Gemini (Free Cloud LLM + Embeddings)¶
Use Google Gemini as a drop-in replacement for local Ollama. No GPU required, no Ollama process to manage. Works with the free tier.
When to use this¶
- You don't have a GPU (or it's busy with other work)
- You want zero local compute overhead
- The privacy tradeoff is acceptable — raw text goes to Google for distillation
Prerequisites¶
- A Google account
- A Gemini API key (get one free at AI Studio)
Setup¶
EMBEDDING_PROVIDER=gemini
DISTILLER_PROVIDER=gemini
GEMINI_API_KEY=your-key-here
Storage stays local (SQLite + LanceDB). Ollama is no longer needed.
What changes¶
| Component | Ollama (default) | Gemini |
|---|---|---|
| Embeddings | nomic-embed-text (local) |
text-embedding-004 (768-dim, Google API) |
| Distillation | gemma3:4b (local) |
gemini-2.0-flash (Google API) |
| Storage | unchanged | unchanged |
| Privacy | Raw text stays on device | Raw text goes to Google |
| Cost | $0 (needs Ollama running) | $0 (free tier) |
Optional: customize models¶
EMBEDDING_MODEL=text-embedding-004 # default for gemini provider
LLM_MODEL=gemini-2.0-flash # default for gemini provider
EMBEDDING_MODEL and LLM_MODEL are universal — they apply to whichever provider is active. Each provider has sensible defaults if you omit them.
Mix and match¶
Embedding and distillation providers are independent.
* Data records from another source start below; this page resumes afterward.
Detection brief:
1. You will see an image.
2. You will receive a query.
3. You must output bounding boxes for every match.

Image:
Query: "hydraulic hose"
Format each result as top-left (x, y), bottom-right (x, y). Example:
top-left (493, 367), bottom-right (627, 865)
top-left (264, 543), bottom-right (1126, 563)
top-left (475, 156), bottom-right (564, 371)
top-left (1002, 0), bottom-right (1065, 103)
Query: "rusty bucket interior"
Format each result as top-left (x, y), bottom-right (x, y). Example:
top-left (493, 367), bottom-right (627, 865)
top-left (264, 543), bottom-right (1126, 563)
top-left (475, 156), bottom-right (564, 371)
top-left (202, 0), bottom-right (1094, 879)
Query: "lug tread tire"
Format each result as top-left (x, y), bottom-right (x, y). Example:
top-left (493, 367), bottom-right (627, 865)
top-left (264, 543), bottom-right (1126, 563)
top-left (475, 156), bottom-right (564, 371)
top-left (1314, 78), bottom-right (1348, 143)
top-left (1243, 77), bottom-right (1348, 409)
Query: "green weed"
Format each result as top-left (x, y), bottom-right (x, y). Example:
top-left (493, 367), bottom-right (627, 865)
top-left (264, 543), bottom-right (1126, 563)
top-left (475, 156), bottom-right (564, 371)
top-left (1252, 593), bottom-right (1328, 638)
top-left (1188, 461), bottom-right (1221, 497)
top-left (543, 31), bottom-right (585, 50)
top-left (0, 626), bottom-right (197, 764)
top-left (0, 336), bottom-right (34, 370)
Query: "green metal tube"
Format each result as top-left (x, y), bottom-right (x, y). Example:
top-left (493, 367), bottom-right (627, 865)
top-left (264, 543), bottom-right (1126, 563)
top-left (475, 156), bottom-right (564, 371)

You can use Gemini for one and Ollama for the other:
# Gemini embeddings + local Ollama distillation (privacy-preserving)
EMBEDDING_PROVIDER=gemini
DISTILLER_PROVIDER=ollama
GEMINI_API_KEY=your-key-here
Or combine with PostgreSQL storage:
BACKEND=postgres
DATABASE_URL=postgresql://...
EMBEDDING_PROVIDER=gemini
DISTILLER_PROVIDER=gemini
GEMINI_API_KEY=your-key-here
Free tier limits¶
As of March 2026, the Gemini free tier provides:
- gemini-2.0-flash: 15 requests/minute, 1M tokens/day
- text-embedding-004: 1500 requests/minute
For typical team memory usage (a few remember + search calls per minute), the free tier is more than sufficient.
Switching back to Ollama¶
Set providers back to ollama (or remove EMBEDDING_PROVIDER / DISTILLER_PROVIDER — Ollama is the default).